16.2 Termination of Lease; Option to Assume Lease.
On expiration or termination of this Agreement, we may terminate any lease or sublease entered into between you and us for the Franchise Location.
We have the option to require you to assign your lease for the Franchise Location to us if: (a) you commit a default under the lease for the Franchise Location that is not cured within any applicable cure period; (b) this Agreement expires or is terminated; or (c) you abandon the Franchise Business. For this purpose, abandonment will be conclusively presumed if you fail to have the business open and fully operational for five (5) consecutive days.
Source: Item 22 — CONTRACTS (FDD page 51)

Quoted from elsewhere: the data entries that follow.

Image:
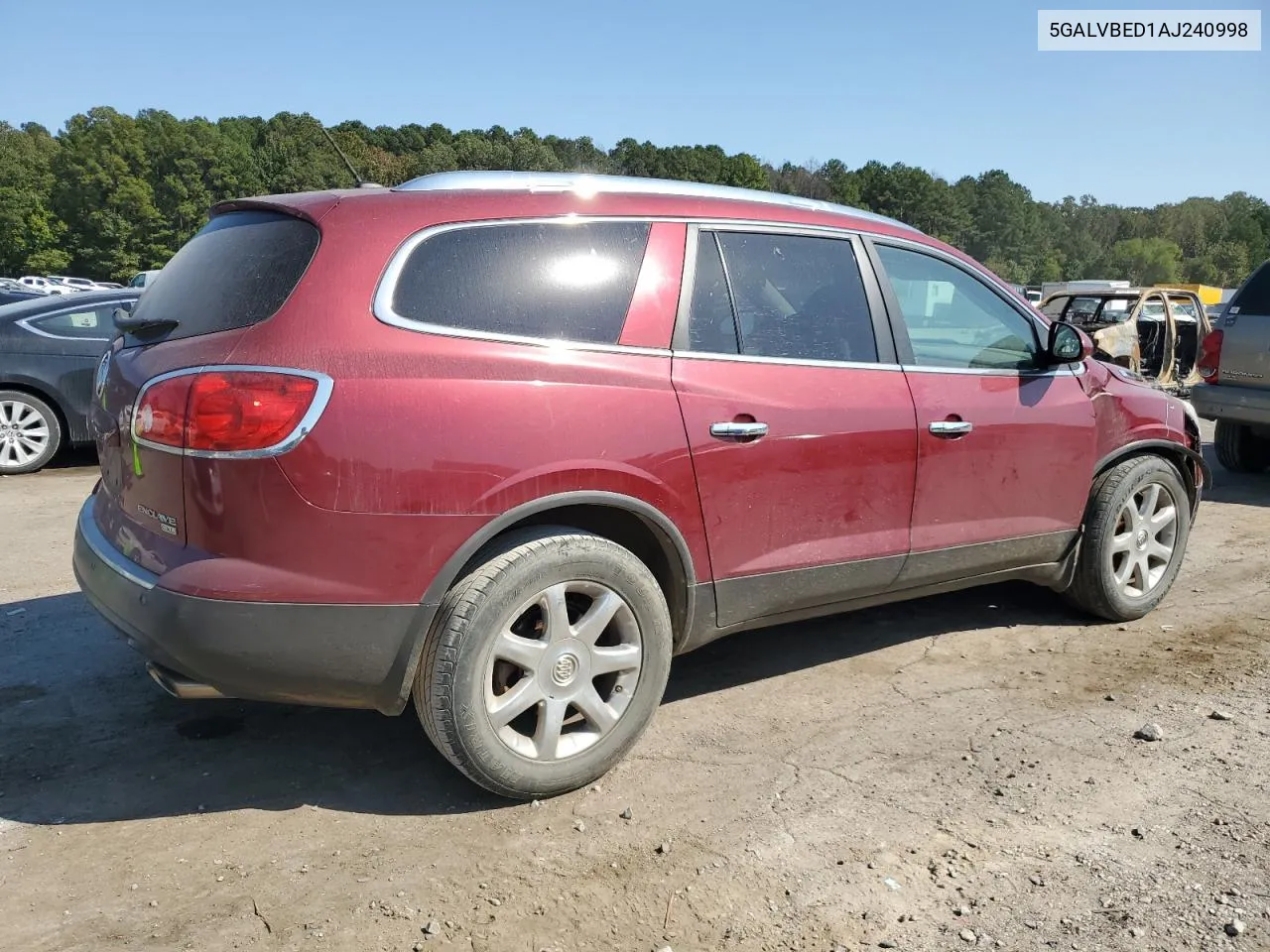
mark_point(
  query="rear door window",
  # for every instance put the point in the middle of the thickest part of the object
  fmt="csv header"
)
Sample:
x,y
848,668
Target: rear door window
x,y
90,324
781,296
531,280
236,272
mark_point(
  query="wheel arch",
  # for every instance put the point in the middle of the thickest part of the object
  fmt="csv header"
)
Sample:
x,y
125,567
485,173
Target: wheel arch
x,y
1189,463
630,522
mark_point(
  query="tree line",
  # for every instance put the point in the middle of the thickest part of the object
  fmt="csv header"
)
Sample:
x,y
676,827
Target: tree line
x,y
112,194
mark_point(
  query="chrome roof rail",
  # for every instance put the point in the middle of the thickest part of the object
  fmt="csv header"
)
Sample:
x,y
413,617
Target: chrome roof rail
x,y
590,184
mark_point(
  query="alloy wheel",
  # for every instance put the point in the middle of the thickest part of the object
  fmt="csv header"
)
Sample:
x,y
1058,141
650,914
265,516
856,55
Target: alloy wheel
x,y
1142,544
563,670
24,433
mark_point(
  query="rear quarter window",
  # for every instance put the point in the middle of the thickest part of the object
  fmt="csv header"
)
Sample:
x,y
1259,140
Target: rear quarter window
x,y
236,272
1254,298
530,280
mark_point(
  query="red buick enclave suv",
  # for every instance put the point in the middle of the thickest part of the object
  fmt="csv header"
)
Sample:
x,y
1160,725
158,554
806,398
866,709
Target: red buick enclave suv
x,y
507,442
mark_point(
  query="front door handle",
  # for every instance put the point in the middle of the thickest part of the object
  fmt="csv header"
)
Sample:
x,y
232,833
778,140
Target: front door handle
x,y
738,430
951,429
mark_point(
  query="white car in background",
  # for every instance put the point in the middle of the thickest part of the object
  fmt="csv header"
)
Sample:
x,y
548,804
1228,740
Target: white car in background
x,y
75,284
144,280
45,285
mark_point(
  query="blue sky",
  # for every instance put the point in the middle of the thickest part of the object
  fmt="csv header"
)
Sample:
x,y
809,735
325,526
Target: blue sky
x,y
955,87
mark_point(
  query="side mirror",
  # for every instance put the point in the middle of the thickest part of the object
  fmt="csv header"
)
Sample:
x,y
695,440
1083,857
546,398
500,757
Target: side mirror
x,y
1067,343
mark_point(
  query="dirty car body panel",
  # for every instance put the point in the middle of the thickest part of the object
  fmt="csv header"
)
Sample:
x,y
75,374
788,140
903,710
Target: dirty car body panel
x,y
757,483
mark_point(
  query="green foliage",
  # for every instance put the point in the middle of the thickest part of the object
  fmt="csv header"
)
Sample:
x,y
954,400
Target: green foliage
x,y
112,194
1152,261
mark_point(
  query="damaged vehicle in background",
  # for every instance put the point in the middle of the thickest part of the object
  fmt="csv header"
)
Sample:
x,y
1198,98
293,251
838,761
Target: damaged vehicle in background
x,y
1151,331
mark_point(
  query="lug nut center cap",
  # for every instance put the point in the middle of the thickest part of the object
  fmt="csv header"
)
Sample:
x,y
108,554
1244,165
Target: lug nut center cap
x,y
564,669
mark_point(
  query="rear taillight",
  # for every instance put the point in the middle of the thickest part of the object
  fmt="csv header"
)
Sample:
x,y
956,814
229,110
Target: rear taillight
x,y
229,411
1209,362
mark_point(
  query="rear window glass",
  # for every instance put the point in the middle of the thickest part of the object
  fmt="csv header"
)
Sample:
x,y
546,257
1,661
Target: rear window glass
x,y
236,272
1254,298
532,280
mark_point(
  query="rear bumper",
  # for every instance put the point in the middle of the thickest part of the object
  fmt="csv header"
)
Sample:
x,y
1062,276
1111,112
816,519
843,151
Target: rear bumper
x,y
1232,403
333,655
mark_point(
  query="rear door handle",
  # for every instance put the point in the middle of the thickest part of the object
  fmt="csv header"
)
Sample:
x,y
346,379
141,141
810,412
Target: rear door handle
x,y
949,429
738,430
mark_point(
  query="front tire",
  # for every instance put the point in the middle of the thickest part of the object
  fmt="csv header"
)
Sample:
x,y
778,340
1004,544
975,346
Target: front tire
x,y
31,433
1239,449
1134,539
545,664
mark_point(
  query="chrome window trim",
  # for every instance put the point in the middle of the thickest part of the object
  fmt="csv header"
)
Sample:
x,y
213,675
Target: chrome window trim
x,y
585,184
1074,370
325,385
993,284
788,361
381,304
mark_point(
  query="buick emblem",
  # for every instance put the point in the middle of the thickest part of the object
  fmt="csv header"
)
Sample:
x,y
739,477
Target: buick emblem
x,y
103,371
564,669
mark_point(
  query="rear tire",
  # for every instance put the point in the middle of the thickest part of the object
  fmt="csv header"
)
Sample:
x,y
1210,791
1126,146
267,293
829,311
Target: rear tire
x,y
1134,539
31,434
1239,449
545,664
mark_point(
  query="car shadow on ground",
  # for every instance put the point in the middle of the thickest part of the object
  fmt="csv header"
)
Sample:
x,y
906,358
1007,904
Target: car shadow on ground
x,y
1239,488
85,737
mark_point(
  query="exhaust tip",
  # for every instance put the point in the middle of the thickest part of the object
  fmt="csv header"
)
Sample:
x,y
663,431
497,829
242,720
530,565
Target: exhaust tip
x,y
180,685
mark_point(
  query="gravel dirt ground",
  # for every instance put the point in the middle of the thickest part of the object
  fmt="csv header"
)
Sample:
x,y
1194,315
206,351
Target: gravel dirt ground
x,y
933,775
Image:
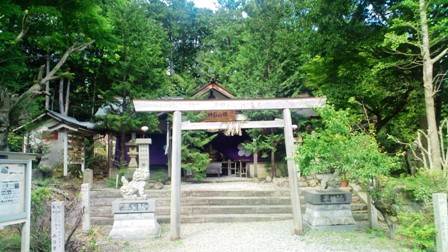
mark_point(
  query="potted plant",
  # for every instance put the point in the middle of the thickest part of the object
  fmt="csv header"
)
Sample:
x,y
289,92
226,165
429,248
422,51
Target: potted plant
x,y
338,143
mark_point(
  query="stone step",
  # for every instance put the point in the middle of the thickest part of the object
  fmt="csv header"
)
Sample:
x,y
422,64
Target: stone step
x,y
196,210
112,193
215,205
188,201
106,211
358,216
207,218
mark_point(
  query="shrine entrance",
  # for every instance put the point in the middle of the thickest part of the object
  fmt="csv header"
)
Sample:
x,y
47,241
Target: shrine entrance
x,y
179,106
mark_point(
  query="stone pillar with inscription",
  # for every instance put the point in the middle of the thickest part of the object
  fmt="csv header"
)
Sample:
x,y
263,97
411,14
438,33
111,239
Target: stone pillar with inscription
x,y
134,219
329,210
57,226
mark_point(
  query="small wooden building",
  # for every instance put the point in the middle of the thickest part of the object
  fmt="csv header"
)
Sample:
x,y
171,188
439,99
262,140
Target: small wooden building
x,y
62,137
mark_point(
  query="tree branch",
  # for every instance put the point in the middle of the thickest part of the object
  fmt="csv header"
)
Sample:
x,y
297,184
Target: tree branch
x,y
441,54
63,59
25,27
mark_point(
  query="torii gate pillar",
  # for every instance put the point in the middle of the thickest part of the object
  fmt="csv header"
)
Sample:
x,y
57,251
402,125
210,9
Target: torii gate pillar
x,y
175,176
292,173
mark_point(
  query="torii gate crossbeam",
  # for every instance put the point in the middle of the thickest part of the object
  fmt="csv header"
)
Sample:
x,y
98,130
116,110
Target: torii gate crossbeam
x,y
177,106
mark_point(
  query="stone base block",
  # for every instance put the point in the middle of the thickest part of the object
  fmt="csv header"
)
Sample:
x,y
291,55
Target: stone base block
x,y
328,215
333,228
134,226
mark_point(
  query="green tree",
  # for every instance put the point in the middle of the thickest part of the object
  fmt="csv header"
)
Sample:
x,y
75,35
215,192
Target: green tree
x,y
342,144
135,68
419,32
29,31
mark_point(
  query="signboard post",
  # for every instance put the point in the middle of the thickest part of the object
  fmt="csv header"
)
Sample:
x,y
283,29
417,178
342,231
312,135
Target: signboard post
x,y
15,196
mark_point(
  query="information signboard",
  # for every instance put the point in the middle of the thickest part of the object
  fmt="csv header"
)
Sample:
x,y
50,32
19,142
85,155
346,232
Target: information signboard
x,y
13,190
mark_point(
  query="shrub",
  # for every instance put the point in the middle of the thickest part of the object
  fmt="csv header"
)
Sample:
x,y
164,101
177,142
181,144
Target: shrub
x,y
417,230
341,144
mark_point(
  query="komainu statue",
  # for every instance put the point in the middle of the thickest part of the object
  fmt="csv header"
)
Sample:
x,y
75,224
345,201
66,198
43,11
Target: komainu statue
x,y
135,188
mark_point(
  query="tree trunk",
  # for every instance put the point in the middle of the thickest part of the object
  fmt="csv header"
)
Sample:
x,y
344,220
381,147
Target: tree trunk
x,y
12,109
428,64
67,98
47,84
5,100
61,96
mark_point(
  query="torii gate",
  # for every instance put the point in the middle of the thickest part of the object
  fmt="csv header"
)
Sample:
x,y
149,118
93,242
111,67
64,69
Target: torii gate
x,y
178,106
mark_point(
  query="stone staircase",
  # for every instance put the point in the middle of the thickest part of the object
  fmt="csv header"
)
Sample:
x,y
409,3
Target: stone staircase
x,y
225,205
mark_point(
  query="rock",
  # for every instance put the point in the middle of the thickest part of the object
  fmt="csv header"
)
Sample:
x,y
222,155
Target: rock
x,y
303,184
158,185
313,182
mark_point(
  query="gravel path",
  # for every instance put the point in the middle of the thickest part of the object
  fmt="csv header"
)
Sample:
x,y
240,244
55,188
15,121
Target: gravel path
x,y
251,236
248,236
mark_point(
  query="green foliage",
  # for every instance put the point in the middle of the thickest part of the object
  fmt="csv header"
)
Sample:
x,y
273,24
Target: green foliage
x,y
417,230
341,144
160,176
410,199
91,244
40,230
15,142
10,239
193,157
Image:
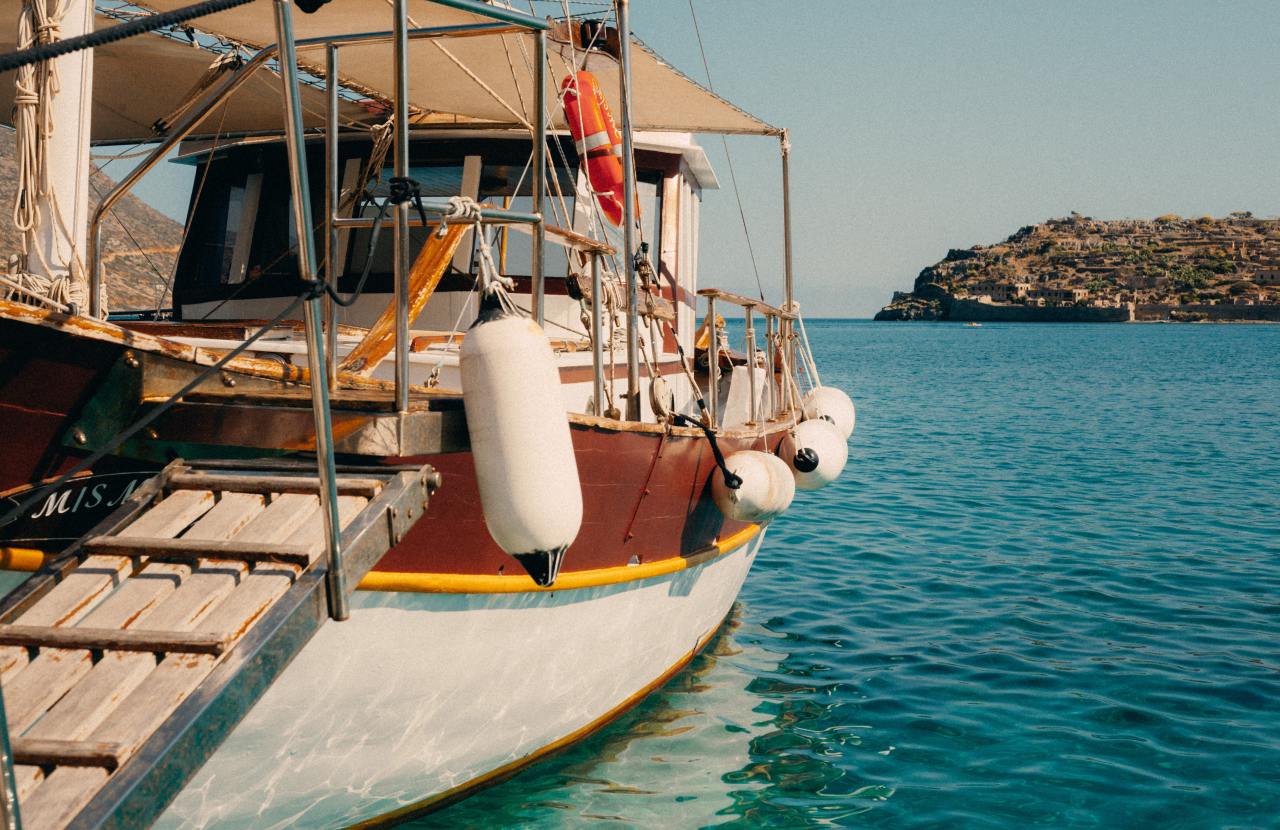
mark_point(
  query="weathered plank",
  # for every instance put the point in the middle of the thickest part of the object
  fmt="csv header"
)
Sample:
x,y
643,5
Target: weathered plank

What This Means (2024 FDD)
According to Azal Coffee's 2024 Franchise Disclosure Document, if the Franchise Agreement expires or terminates for any reason, the franchisee's rights to use Azal Coffee's Intellectual Property and Franchise Systems cease. The franchisee must immediately and permanently discontinue the use of the Intellectual Property, Confidential Information, and Franchise Systems. This includes trademarks, names, and logos that are similar to Azal Coffee's marks or trade dress, and any other materials that indicate association with Azal Coffee.
Furthermore, the franchisee must immediately discontinue all advertising and remove and deliver to Azal Coffee all sign faces, advertising, promotional material, letterhead, forms, and any other items containing Azal Coffee’s Intellectual Property or Confidential Information. The franchisee is responsible for the costs associated with removing signs and other identification, as well as the cost of shipping these materials to Azal Coffee. If the franchisee remains in possession of the franchise location, they must alter the premises to distinguish it from the appearance of an Azal Coffee store.
The franchisee must also stop using the Brand Standards Manual, Confidential Information, and all other proprietary business information provided by Azal Coffee, and return all copies of these materials. Additionally, the franchisee must cease using all telephone and fax numbers, email addresses, website addresses, domain names, and other electronic media associated with the franchise business. If requested by Azal Coffee, the franchisee must assign these Telephone Numbers and Electronic Media to them.
Moreover, for a period of three years after the termination of the Franchise Agreement, the franchisee is prohibited from engaging in any activities that could divert business or customers to a competing business. This includes soliciting customers, encouraging others to operate a competing business, or employing individuals involved in competitive activities. Violation of these provisions extends the prohibition period until three years after the franchisee ceases all violating activities.